While Diontae Johnson’s pending sophomore season has been much discussed, in many different facets, one that hasn’t much been talked about is the dimension that he could potentially bring as a punt returner, a job that he would inherit in the second half of his rookie season in 2019.
Johnson, a third-round pick by the Pittsburgh Steelers last year out of Toledo, led the team with 59 receptions and five receiving touchdowns, and he was also second in receiving yards with 680. Because he was a rookie, they still tried to limit his snaps, but due to injuries, he was forced into more playing time than they had planned.
Then once Ryan Switzer was injured, the punt return job became his. It was something that he had to grow into—our own Alex Kozora ended up getting blocked by Johnson was one point for offering a nuanced critique of some issues he saw—but he did show that flash, culminating in an 89-yard touchdown late in the year. It was the team’s first punt return touchdown in a number of years, and the first by a rookie since Santonio Holmes in 2006.
Johnson spoke to Missi Matthews earlier this offseason for the team’s website, discussing a number of topics, many of which we have already covered. But he also talked about his punt return job and how it was of value leading up to the draft.
“That’s what helped me out throughout the whole draft process, special teams, because I could return and a lot of teams were looking for that”, he told Matthews. “I got in there toward the end of the year, but once I got in there, I started helping, gaining yards and stuff. Got a touchdown”.
“I was happy to be the first rookie (in a while) to ‘break the curse’ or whatnot since 2007 or something like that”, he went on. “Just being able to do that was special to me because I wanted to score a punt return in the NFL, and I was able to do that. I give everything to them, because without them blocking, I wouldn’t be able to do what I do”.
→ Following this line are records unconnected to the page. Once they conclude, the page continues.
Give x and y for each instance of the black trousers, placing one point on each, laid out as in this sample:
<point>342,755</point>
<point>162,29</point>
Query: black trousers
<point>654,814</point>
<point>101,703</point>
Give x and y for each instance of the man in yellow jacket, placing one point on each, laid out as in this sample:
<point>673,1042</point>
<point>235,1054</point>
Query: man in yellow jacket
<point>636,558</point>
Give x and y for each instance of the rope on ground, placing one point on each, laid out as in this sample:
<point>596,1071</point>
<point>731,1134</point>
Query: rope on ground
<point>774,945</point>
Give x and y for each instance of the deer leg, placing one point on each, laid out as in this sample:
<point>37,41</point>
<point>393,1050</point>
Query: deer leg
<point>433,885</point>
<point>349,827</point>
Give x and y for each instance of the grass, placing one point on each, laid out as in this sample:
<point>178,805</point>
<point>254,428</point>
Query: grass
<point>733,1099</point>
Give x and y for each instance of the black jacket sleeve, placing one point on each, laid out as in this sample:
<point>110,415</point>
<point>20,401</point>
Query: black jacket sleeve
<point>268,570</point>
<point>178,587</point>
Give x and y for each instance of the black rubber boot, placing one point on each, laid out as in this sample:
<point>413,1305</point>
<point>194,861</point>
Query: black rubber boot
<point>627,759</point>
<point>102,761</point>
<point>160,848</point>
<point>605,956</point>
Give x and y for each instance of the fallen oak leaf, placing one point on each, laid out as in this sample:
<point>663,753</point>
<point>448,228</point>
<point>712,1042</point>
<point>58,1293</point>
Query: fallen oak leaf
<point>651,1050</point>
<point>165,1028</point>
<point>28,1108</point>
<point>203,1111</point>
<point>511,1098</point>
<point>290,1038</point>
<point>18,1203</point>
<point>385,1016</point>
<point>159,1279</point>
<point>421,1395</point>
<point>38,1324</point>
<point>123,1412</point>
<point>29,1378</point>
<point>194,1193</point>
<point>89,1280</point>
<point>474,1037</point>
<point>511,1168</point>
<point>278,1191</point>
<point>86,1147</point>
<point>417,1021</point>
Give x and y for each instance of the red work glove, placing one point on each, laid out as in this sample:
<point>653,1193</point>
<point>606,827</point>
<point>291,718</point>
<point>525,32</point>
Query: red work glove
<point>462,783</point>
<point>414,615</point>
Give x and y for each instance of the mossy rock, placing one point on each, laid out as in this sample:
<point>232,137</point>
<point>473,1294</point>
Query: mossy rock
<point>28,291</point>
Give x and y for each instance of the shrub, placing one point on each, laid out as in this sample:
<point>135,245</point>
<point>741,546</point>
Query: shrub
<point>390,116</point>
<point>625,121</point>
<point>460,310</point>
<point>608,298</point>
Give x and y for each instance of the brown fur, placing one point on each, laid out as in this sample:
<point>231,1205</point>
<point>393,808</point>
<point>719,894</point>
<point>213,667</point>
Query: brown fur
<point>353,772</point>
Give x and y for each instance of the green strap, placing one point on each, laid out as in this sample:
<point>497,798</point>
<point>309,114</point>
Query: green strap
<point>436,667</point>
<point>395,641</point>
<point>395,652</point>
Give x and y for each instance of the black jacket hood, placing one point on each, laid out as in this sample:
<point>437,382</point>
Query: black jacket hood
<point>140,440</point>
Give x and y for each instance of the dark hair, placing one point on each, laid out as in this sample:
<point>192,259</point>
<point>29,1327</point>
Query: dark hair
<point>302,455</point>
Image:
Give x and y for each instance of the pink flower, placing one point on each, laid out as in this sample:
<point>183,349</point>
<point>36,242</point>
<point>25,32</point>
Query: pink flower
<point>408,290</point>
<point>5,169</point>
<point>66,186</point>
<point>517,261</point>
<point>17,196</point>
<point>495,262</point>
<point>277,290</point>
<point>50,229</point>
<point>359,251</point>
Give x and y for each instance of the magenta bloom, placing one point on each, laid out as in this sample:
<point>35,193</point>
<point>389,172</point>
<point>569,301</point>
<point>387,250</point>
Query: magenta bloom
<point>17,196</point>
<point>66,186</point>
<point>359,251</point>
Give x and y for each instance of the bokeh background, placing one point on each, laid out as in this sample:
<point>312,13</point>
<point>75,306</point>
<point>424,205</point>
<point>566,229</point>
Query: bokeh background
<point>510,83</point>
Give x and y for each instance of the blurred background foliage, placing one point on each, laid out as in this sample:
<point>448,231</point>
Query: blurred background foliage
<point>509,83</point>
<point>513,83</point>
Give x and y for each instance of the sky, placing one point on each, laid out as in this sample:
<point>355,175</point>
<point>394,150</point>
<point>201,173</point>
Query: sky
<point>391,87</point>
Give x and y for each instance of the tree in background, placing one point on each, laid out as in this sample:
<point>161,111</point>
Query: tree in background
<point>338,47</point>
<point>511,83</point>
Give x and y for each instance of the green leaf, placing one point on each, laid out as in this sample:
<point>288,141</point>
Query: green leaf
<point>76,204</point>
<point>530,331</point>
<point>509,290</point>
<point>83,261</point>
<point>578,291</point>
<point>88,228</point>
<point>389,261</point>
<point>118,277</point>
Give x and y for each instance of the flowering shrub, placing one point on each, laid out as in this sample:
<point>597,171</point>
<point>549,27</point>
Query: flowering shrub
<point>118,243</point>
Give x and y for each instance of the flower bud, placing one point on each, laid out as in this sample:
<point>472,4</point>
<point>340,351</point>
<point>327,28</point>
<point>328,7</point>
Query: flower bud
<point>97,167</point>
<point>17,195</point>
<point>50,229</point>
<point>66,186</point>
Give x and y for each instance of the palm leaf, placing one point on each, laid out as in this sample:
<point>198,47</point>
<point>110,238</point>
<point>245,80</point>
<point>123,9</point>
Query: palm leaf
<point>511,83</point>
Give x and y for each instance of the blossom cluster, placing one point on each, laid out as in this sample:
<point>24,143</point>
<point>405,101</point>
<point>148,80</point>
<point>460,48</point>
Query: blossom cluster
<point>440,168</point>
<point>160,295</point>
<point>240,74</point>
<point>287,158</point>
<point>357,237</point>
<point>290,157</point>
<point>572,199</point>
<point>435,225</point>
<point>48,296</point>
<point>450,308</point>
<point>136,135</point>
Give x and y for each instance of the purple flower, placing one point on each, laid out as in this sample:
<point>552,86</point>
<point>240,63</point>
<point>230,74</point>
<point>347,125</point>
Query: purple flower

Having Johnson be a starting receiver and handle the punt return duties as a rookie out of Toledo was a lot to ask of him, and no doubt it probably did have some adverse effect at some level regarding what he was able to offer.
Yet it should be expected that both his offensive and special teams roles will expand even further in 2020. His stated goal is to be a Pro Bowl receiver, one of the best in the league. He was already named a second-team All-Pro return man after averaging 12.4 yards per punt return, albeit on just 20 returns.